Monday, March 28, 2005
How I Got Here, Part 22
Happy Monday. Thank you for returning to my blog after your Easter weekend.
Well. Time to get my head on straight. I’ve been spinning like crazy for a number of weeks. Before Mount Hermon I had about 13 straight days on the hefty rewrite for Web of Lies. I'm talkin' morning til night. You want to be edited good and hard, try getting a double edit from two of the best in the business—Karen Ball and Dave Lambert. Sheesh, those folks make me work! They also make my books so much better. Anyway, then it was off to Mount Hermon, which I love, but which is also a lot of work for staff people. I drove home from Mount Hermon to our California home (about an hour up the road from the conference), then next morning flew out to our Idaho home for Easter. Got back around midnight last night, and here I am in my California office, trying to remember which way is up, and what was I doing?
Oh, yeah. I have about one more day’s worth of heavy work on that Web of Lies rewrite. I tell you, this has been one tough book, from beginning to end. I think it’s the spider thing.
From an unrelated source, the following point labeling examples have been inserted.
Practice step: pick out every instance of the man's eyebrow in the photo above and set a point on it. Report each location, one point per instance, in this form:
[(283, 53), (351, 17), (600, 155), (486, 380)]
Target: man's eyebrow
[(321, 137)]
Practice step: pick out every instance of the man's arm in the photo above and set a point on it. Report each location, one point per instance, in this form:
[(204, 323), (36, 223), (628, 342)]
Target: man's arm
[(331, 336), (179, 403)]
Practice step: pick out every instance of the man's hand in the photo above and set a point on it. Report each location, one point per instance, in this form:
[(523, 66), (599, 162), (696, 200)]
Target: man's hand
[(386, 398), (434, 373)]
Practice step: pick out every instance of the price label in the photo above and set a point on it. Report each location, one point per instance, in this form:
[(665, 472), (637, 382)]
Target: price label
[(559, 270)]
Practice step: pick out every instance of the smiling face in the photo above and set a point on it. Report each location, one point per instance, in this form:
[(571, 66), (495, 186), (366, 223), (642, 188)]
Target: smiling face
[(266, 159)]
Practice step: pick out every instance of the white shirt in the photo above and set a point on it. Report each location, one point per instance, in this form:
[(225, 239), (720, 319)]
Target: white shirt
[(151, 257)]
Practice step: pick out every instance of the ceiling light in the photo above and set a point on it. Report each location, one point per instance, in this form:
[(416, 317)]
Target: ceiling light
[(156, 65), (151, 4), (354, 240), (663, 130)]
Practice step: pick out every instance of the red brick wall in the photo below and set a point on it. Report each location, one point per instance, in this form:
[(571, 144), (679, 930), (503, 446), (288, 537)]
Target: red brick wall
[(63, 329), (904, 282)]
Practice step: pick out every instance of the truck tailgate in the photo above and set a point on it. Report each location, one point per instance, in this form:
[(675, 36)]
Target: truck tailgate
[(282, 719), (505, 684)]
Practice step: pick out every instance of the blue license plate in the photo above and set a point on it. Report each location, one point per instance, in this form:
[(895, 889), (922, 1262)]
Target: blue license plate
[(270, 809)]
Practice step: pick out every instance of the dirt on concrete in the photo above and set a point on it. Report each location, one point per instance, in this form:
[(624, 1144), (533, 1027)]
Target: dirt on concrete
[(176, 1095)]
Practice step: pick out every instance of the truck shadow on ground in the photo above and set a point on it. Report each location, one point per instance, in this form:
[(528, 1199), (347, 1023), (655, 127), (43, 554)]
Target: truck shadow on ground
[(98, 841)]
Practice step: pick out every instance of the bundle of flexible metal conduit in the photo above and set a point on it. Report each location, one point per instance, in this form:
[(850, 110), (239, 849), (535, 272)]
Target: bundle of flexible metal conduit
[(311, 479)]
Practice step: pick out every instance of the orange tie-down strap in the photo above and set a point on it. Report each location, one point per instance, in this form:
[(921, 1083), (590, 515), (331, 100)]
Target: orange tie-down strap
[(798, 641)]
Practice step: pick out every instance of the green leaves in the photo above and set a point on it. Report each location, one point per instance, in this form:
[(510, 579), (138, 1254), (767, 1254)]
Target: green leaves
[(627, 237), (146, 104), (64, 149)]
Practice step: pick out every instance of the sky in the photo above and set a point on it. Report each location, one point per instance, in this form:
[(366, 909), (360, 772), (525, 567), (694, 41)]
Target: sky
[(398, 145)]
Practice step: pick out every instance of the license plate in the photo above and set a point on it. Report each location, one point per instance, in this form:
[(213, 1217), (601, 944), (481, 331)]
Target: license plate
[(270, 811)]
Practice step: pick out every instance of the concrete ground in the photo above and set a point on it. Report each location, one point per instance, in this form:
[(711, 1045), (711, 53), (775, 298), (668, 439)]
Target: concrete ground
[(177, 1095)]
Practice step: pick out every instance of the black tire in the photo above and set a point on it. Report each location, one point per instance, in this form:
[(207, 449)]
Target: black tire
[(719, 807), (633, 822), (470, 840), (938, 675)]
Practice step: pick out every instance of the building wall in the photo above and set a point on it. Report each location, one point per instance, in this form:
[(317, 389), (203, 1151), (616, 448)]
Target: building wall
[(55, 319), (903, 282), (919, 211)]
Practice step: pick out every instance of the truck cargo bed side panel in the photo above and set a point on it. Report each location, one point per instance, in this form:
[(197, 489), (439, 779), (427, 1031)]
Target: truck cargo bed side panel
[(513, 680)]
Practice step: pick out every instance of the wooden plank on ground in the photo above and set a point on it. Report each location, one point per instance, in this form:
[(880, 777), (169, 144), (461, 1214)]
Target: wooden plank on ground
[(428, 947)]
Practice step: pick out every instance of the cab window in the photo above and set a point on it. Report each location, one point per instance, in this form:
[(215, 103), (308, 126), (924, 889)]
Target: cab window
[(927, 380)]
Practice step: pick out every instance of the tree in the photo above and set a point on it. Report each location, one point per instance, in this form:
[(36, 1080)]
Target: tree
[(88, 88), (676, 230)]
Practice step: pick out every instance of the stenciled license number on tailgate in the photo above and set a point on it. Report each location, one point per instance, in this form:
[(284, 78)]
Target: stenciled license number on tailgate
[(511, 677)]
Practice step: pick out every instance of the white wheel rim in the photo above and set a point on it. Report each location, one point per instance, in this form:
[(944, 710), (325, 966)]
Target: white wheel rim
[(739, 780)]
The arachnid world is definitely fighting back. Yesterday my husband and I were in the car, and I saw a little black spider traipsing across the ceiling above his head. I pointed to it. Mark smashed it with the palm of his hand. Thing fell on the console—still very much alive and skittering. Toward me, of course. See? They have it in for me. Mark smacked it again, turned over his palm—and nada. The spider just up and disappeared. No doubt still hunting for me.
Mark wiped his palm on my sleeve and laughed.
Don’t you just love teasing husbands?
Okay, back to story. Oh, yes, one thing first. Now that I’m back on my regular schedule, I do plan to post earlier in the mornings as I did before. Promise. At least, I’m very sincere about it at the moment.
So. My Eyes of Elisha manuscript was at my agent’s, awaiting her word as to its readiness for publication. Or not. And Cast a Road Before Me was out on three editors’ desks. This was in the summer of 1999. I’d been on my journey for 9 ½ years. And I’d been on my journey to write Christian fiction for about a year. I now knew without a doubt that I was doing what God wanted me to do. That He’d protected these books all along until my heart was set right with Him. These books had always been His; I just hadn’t known it before. Now that I was diligently working in the Christian publishing world as He wanted me to do, I’d start selling with no problem.
Editor A contacted my agent about Cast A Road. (If you’ve forgotten who Editor A is, check back to last week’s posts.) She liked the writing, but her personal preference was for third person multiple POV, not first person. If I was willing to rewrite the story into third person, she’d love to take another look at it.
I’ll tell ya, I thought about that for all of two minutes. I had very much the same feeling as I had when Big New York Agent (BNYA) had flung open her door to me, but I knew her agency wasn’t the right fit. Here I finally—after 9 ½ years!—had an editor who’d like to publish me—if I made her requested changes, and to her satisfaction. But in my gut, I knew it wasn’t right. Cast a Road Before Me was Jessie’s first person story. After that book came Color the Sidewalk for Me, which was Celia’s personal story. And no way was I rewriting that one.
I told Jane, my agent, to say thank you, but no thanks to Editor A.
No worries. I still had Editors B & C left.
Editor B contacted Jane--with a rejection of Cast a Road. Jane forward me the letter. I read it, went “Huh?” and read it again. Then a third time. Wait a minute. This editor must have put somebody else’s rejection letter in my envelope. This couldn’t be about my book. The editor said that the Christian content wasn’t noticeable. Was it in the book at all? Because the house respected Jane so much, if I would answer some questions to explain what the Christian content was, and what I was trying to accomplish through the story, then maybe there’d be a way to re-look at the book . . .
No Christian content? Were they crazy? Of the three novels I’d written, this had way more content than the others. In fact, I’d worried that I’d been too preachy. This made absolutely no sense. My stomach twisted in a dozen knots. I’d been slapped down—again. I’d written this book as a Christian story; Jane knew it was a strong Christian story—and this house says it’s not Christian enough for them?
God . . . what? Is this your idea of a joke? I’m not laughing . . .
Friends, I can’t tell you how sick I felt. I thought I’d finally gotten it. I’d learned the craft. Then God had changed my heart. I was now writing for Him. I knew this book was ready to publish. I knew this book had a very strong Christian message—in fact, one that the world hates most—that you can’t get to Heaven just by being “good.” That Jesus is the only way to salvation. I’d done everything I knew to do—and I wasn’t being “Christian” enough?
I sank into despondency. This was worse than all the other times. You know why? Because now my writing wasn’t just for myself; it was a calling. This was what God wanted me to do with my life.
Which meant, for the first time, I couldn’t quit.